Is there really a solid reason, apart from our religious adherence to the equally religious gospel of growth beyond infinity, that would keep us from taking a step back? Are we capable of recognizing the folly of our ideas, and of choosing a different path? That is not an easy question to answer. We certainly are as individuals, but as a group, as a society, different rules apply. Scaling down would collapse our economies, since they depend on ongoing growth – and energy use -. It would also collapse our political systems, which for better or for worse are integral parts of the organization of our societies. This probably means we’re not going to get anywhere in any scaling down efforts if as individuals we stay where we are, if that is a typical American or British or continental European community. Which in turn means most people may switch a light bulb or get a less inefficient vehicle, but that’ll be it, and they’ll stay put.

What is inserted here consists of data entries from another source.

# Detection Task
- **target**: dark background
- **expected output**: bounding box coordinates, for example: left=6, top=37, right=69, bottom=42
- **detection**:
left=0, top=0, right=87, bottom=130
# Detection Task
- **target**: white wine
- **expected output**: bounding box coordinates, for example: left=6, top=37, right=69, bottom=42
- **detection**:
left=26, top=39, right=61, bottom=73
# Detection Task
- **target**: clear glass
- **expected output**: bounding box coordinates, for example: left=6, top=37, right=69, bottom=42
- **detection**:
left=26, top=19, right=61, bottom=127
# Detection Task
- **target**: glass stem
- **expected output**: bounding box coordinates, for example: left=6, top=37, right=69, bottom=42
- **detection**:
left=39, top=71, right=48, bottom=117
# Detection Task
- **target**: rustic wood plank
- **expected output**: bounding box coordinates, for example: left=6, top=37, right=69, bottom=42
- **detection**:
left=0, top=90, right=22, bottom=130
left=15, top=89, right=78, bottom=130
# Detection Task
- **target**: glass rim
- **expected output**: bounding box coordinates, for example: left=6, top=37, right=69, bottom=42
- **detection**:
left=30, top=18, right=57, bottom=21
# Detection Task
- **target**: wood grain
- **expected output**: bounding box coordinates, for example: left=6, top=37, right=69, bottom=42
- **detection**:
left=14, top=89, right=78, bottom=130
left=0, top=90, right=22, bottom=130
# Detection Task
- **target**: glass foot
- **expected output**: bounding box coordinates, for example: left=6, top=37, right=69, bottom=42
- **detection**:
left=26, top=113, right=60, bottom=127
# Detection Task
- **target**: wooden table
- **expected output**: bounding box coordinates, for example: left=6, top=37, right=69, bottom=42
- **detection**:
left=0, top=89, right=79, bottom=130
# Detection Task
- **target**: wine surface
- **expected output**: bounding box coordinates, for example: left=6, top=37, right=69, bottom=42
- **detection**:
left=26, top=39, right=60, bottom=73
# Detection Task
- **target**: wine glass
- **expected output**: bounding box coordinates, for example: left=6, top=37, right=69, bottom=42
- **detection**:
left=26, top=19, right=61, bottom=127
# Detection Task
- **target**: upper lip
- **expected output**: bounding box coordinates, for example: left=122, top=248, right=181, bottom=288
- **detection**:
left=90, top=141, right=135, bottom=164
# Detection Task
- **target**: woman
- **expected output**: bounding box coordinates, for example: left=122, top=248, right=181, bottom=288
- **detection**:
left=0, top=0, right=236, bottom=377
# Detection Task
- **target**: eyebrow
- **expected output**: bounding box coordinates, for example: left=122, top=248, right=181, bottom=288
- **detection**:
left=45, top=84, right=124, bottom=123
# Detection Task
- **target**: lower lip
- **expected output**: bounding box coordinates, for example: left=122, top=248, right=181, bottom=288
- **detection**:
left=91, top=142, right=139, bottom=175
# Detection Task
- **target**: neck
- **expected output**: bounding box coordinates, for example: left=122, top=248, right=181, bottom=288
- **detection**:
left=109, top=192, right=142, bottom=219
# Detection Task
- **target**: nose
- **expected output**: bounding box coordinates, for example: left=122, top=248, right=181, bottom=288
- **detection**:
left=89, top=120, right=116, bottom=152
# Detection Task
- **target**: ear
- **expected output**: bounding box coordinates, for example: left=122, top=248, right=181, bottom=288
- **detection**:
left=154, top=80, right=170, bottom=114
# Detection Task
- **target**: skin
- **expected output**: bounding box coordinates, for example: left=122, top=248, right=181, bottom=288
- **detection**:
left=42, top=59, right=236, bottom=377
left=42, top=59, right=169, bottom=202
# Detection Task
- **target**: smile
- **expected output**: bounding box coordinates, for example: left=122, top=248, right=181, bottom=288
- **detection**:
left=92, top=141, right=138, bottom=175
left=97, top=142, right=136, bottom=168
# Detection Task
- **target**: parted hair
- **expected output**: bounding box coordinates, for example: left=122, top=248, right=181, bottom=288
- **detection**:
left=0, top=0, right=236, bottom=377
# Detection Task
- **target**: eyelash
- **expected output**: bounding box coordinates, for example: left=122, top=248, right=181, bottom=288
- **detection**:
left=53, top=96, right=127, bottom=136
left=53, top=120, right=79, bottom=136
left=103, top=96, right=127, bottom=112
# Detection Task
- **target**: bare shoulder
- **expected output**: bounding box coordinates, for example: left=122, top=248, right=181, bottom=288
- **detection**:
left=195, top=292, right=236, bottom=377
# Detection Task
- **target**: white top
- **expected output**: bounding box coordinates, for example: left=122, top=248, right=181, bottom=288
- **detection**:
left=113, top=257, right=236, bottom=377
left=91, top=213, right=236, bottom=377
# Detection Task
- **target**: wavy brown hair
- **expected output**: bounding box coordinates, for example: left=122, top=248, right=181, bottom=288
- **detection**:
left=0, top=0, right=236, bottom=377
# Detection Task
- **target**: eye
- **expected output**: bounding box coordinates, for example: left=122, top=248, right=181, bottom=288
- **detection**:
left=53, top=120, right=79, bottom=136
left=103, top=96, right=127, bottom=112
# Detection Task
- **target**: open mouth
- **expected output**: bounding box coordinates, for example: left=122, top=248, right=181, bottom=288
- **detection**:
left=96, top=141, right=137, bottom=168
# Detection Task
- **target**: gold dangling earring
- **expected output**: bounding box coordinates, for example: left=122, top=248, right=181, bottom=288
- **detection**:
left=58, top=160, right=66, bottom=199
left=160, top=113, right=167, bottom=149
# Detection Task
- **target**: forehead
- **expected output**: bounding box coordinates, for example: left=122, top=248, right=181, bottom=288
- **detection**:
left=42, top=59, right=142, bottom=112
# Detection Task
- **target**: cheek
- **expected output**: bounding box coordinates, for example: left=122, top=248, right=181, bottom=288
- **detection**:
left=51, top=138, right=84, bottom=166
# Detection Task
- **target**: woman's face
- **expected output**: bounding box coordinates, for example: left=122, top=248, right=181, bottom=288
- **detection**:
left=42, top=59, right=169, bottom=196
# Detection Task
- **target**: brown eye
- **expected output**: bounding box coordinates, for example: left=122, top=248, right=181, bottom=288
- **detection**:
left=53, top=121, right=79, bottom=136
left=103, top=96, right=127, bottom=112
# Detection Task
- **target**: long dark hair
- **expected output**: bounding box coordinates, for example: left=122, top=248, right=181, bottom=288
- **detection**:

And help David Price’s predictions along.
It’s entirely possible that there is no way out for us. That we are merely a species that evolved to “redress the planet’s energy balance”, and the best we can lay claim to is that we are “an integral part of the life process”. However, again, we’re not gone yet. But we will be if we keep doing what we do. The pinnacle question is whether we can cross the great divide between what we can do as individuals and what we need to do as societies. Cue Sigmund Freud?!